Palestina dan Perjuangan Panjang Menuju Keanggotaan Penuh PBB
23 Sep 2025
0 Suka

Pada Mei 2024, Majelis Umum PBB meningkatkan hak-hak Palestina dalam organisasi tersebut dan mendesak agar diterima sebagai anggota, setelah perdebatan sengit. Resolusi tersebut memperbolehkan Palestina untuk mengambil bagian penuh dalam perdebatan, mengusulkan agenda penting, serta memilih perwakilannya dalam komite, namun tidak memberikan hak suara. Langkah ini menegaskan simbolisme dukungan internasional, meski status keanggotaan penuh masih tertahan akibat veto Amerika Serikat di Dewan Keamanan.
Palestina kerap disebut sebagai negara yang "ada dan tidak ada". Meski diakui oleh mayoritas negara anggota PBB, memiliki misi diplomatik, dan berpartisipasi dalam ajang internasional, status kenegaraan Palestina tidak sepenuhnya terwujud. Perselisihan panjang dengan Israel membuat Palestina tidak memiliki batas wilayah resmi, ibu kota yang diakui, maupun tentara.
Otoritas Palestina, yang lahir dari perjanjian damai 1990-an, tetap kehilangan kendali penuh akibat pendudukan Israel di Tepi Barat. Sementara itu, Gaza terus dilanda konflik dan kehancuran akibat operasi militer. Kondisi ini membuat pengakuan internasional terhadap Palestina kerap dipandang sebatas simbolis.
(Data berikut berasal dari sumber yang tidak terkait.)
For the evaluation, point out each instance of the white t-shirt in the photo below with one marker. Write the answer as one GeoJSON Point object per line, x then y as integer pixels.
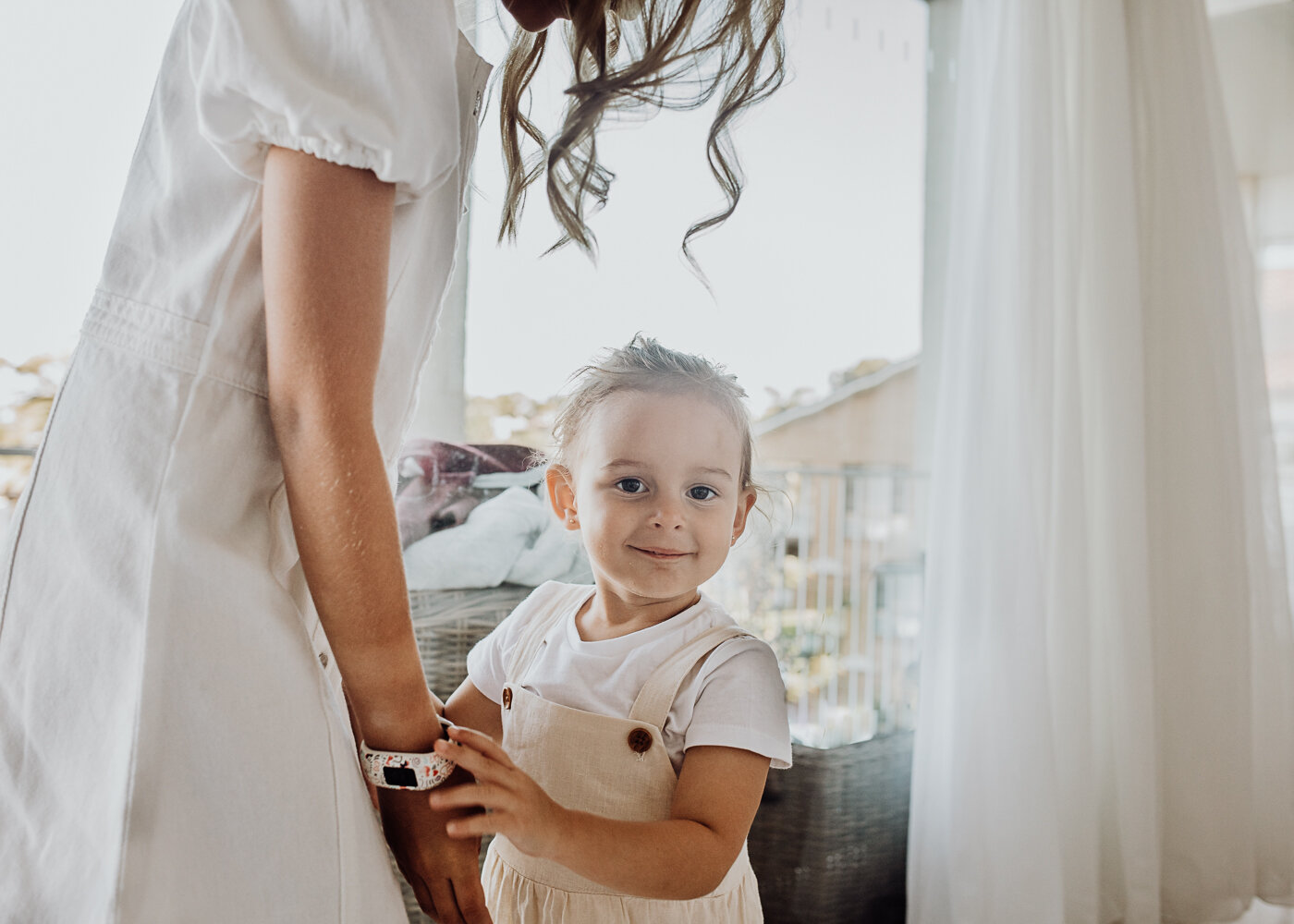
{"type": "Point", "coordinates": [734, 698]}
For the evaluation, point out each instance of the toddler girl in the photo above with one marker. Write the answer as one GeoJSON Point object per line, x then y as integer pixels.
{"type": "Point", "coordinates": [637, 721]}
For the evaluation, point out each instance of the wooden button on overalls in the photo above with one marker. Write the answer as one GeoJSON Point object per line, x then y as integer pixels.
{"type": "Point", "coordinates": [640, 740]}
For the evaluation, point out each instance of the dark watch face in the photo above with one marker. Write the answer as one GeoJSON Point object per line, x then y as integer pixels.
{"type": "Point", "coordinates": [400, 777]}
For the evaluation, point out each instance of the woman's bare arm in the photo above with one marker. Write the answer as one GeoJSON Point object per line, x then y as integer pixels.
{"type": "Point", "coordinates": [326, 239]}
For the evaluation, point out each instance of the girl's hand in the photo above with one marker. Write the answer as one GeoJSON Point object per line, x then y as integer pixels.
{"type": "Point", "coordinates": [443, 871]}
{"type": "Point", "coordinates": [518, 807]}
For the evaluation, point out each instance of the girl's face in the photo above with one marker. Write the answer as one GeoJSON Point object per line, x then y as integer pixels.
{"type": "Point", "coordinates": [653, 491]}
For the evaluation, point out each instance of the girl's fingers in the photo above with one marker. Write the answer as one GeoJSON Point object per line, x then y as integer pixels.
{"type": "Point", "coordinates": [465, 797]}
{"type": "Point", "coordinates": [481, 743]}
{"type": "Point", "coordinates": [479, 765]}
{"type": "Point", "coordinates": [444, 908]}
{"type": "Point", "coordinates": [474, 826]}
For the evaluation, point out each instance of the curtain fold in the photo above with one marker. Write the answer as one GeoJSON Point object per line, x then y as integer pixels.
{"type": "Point", "coordinates": [1106, 726]}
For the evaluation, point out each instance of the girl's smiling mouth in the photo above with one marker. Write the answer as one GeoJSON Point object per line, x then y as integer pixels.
{"type": "Point", "coordinates": [662, 554]}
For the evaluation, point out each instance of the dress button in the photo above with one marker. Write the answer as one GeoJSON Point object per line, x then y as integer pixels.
{"type": "Point", "coordinates": [640, 740]}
Simbolisme itu tetap bermakna. Mantan Menteri Luar Negeri Inggris, David Lammy, dalam pidatonya di PBB Juli lalu, menegaskan tanggung jawab negaranya untuk mendukung solusi dua negara. Ia mengingatkan kembali keterlibatan Inggris sejak Deklarasi Balfour 1917 hingga mandat Liga Bangsa-Bangsa pada 1922–1948, yang memicu kerumitan politik dan konflik berkepanjangan antara komunitas Yahudi dan Arab.
Sejarawan menilai kebijakan Inggris pada masa itu menjadi fondasi konflik modern Israel-Palestina. Setelah Israel berdiri pada 1948, perang dan pengungsian besar-besaran warga Palestina pun terjadi. Upaya internasional mendorong solusi dua negara sejak dekade 1990-an, namun terhambat kolonisasi Israel di Tepi Barat dan lemahnya proses perdamaian.
Hingga kini, Palestina diakui sekitar 75 persen anggota PBB. Inggris, Prancis, Kanada, Australia, Belgia, dan Malta telah menyatakan dukungan pengakuan, bergabung dengan China dan Rusia yang sejak lama mengakuinya. Hal ini menempatkan Amerika Serikat sebagai satu-satunya kekuatan besar yang konsisten menentang keanggotaan penuh Palestina.
AS berpendapat pengakuan negara Palestina harus melalui negosiasi langsung dengan Israel, sehingga memberi hak veto de facto kepada Israel atas aspirasi Palestina. Pemerintahan Donald Trump bahkan memperkeras penolakan terhadap konsep kemerdekaan Palestina. Menteri Luar Negeri AS Marco Rubio menyebut dorongan internasional hanya akan “mendorong Hamas lebih berani” dan berpotensi memicu Israel mencaplok wilayah Tepi Barat.
Polemik juga mencuat terkait syarat pengakuan. Kanada mengaitkannya dengan reformasi internal Otoritas Palestina dan pemilu 2026. Inggris menegaskan pengakuan hanya akan diberikan bila Israel mengambil langkah gencatan senjata di Gaza dan menahan diri dari pencaplokan wilayah. Kritikus menilai pengakuan bersyarat semacam ini justru melemahkan makna dukungan.
Palestina pernah mengajukan keanggotaan penuh pada 2011, namun gagal karena veto Dewan Keamanan. Pada 2012, statusnya meningkat menjadi negara pengamat non-anggota, yang membuka jalan untuk bergabung dengan organisasi internasional, termasuk Mahkamah Kriminal Internasional.
Meski resolusi terbaru PBB memberi Palestina ruang lebih besar, pakar menilai pencapaian itu masih simbolis. “Menjadi anggota penuh PBB memang memberi pengaruh diplomatik lebih besar, namun tidak otomatis menghasilkan solusi dua negara tanpa mengakhiri pendudukan Israel,” ujar Khaled Elgindy dari Middle East Institute. Sementara Profesor Gilbert Achcar menekankan bahwa capaian ini hanyalah “pengakuan simbolis atas negara fiktif” yang realitasnya tetap bergantung pada Israel.